The reunion is sweet, the late afternoon sun slanting through the window, the flat horizon of the sea and the boats floating in the harbor, and Trudy, right here, right next to him. He has thought of her for so long, missed the feel of her skin and the smell of her breath, that he moves as if he’s in a dream. She is quiet, more than usual, and seems skittish. They are both too sapped, too thirsty, to ever be quenched by something as mundane as the physical.

“Tell me the truth,” she says, sitting up afterward, clutching the sheet, “is there a hussy you have in Stanley? Some American vixen who’s stolen your heart? Surely you can’t have been celibate all this time, someone as voracious as you. What else do you have to amuse you in that dreary camp?”

“I’m only voracious around you, you know.” He doesn’t ask her the same question, feels any answer would be unbearable. If he can keep some small part of her for himself, it might be all right. “Don’t mind about those things, and I won’t either.” He extends this olive branch so that their time together might be enjoyed.

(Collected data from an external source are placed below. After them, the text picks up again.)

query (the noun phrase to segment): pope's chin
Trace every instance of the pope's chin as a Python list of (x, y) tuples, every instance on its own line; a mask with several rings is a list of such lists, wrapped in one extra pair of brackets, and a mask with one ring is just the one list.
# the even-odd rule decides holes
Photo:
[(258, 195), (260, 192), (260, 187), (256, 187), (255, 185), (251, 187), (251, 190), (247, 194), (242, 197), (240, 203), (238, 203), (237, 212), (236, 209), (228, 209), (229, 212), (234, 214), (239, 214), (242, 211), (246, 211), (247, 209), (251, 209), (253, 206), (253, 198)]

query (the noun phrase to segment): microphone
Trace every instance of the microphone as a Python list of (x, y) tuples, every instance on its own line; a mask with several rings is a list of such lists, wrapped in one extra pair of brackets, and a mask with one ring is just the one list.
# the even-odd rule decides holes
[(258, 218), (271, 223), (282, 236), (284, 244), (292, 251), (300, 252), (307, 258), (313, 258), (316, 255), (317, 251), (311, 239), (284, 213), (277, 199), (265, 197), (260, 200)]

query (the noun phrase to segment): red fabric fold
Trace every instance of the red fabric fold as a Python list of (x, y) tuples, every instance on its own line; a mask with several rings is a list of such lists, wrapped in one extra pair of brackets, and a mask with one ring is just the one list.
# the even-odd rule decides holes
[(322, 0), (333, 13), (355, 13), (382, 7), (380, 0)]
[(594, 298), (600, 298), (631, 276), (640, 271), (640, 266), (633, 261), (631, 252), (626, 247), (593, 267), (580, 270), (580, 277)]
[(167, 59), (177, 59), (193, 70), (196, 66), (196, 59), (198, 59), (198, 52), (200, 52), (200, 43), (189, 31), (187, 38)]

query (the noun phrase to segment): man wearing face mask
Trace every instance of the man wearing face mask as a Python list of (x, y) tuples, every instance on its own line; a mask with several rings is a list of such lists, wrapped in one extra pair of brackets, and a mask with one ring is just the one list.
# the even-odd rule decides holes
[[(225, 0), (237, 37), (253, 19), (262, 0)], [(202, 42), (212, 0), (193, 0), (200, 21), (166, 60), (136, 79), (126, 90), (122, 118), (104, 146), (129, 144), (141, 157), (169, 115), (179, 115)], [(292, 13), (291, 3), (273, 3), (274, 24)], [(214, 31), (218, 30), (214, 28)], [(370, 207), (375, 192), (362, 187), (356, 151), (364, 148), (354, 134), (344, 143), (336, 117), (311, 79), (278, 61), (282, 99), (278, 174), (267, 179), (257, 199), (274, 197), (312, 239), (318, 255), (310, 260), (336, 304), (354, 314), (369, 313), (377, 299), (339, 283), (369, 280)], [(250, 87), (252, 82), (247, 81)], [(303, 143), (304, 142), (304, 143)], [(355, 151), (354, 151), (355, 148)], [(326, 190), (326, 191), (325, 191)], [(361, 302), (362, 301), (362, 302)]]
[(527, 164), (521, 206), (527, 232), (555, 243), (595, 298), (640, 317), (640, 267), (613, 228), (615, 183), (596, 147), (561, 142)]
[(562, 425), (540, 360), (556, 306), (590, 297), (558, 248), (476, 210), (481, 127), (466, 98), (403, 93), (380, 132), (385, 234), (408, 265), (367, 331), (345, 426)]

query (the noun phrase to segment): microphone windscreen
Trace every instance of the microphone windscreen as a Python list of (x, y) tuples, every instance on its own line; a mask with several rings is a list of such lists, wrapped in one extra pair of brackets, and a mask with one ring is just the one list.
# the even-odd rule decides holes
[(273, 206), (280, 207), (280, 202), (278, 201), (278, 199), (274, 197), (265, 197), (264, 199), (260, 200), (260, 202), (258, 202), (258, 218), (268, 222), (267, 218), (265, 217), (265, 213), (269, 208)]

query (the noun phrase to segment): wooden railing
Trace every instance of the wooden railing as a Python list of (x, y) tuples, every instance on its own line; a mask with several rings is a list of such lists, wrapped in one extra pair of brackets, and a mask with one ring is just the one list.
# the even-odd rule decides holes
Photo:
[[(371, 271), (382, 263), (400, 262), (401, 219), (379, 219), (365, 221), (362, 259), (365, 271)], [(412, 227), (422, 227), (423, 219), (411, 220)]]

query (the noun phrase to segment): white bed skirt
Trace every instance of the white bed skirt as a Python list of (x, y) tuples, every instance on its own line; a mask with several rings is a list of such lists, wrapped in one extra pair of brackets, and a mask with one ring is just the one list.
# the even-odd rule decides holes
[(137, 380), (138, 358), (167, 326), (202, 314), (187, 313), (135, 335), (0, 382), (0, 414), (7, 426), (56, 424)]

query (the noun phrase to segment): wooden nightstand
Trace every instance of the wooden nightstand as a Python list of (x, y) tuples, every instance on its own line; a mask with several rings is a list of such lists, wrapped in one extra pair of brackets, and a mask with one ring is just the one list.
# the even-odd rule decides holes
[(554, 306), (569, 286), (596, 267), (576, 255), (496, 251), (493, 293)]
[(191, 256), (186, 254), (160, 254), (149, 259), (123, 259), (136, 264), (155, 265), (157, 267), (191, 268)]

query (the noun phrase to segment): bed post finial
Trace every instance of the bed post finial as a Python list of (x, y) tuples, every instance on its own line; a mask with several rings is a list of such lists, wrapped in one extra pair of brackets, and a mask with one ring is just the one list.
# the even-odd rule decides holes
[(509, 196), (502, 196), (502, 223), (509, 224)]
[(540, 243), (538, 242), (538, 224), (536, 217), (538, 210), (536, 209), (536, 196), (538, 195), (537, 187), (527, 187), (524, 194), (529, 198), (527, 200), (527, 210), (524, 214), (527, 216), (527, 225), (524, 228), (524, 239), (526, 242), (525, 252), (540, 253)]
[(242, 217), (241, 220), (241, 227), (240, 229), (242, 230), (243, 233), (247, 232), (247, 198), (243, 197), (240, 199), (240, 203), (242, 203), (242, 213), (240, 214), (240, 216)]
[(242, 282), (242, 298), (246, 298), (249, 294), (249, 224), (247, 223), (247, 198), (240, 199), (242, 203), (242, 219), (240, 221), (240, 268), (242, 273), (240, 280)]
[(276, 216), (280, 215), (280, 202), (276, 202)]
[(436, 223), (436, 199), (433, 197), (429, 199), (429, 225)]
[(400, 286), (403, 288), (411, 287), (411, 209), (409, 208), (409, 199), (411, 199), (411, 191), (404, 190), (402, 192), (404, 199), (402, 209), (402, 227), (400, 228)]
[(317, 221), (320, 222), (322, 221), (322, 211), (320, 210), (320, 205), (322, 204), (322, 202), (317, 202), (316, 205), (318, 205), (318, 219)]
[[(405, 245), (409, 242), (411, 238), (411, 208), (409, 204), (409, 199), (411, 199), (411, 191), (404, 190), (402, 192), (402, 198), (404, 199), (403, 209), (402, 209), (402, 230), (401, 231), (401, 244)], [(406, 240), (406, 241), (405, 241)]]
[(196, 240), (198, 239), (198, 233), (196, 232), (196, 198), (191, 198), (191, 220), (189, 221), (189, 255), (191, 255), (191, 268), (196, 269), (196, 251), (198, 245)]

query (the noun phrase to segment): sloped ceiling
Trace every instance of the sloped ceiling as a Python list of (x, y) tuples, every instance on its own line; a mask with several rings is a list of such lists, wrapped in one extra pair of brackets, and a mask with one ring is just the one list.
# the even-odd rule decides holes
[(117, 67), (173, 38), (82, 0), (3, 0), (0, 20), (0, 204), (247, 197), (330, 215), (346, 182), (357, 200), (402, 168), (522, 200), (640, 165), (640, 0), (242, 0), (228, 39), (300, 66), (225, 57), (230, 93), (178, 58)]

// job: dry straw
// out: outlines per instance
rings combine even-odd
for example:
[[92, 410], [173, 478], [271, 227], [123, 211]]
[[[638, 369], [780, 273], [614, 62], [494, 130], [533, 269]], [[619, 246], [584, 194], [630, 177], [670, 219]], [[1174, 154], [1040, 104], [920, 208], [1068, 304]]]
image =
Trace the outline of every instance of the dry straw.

She relaxes and curls into him.

“It’s been horrible,” Trudy says. “The Japanese are rounding up Chinese who are sympathetic, shall we say, or pretend that they are, for business purposes, and holding these absurd dinners where their policies are toasted with champagne and they’re lionized as if they’ve made enormous contributions to society. All quite surreal. Victor Chen is hot and heavy with the Japanese, of course, and trying to do business with them every which way. I’m worried about Dommie. Victor is just using him.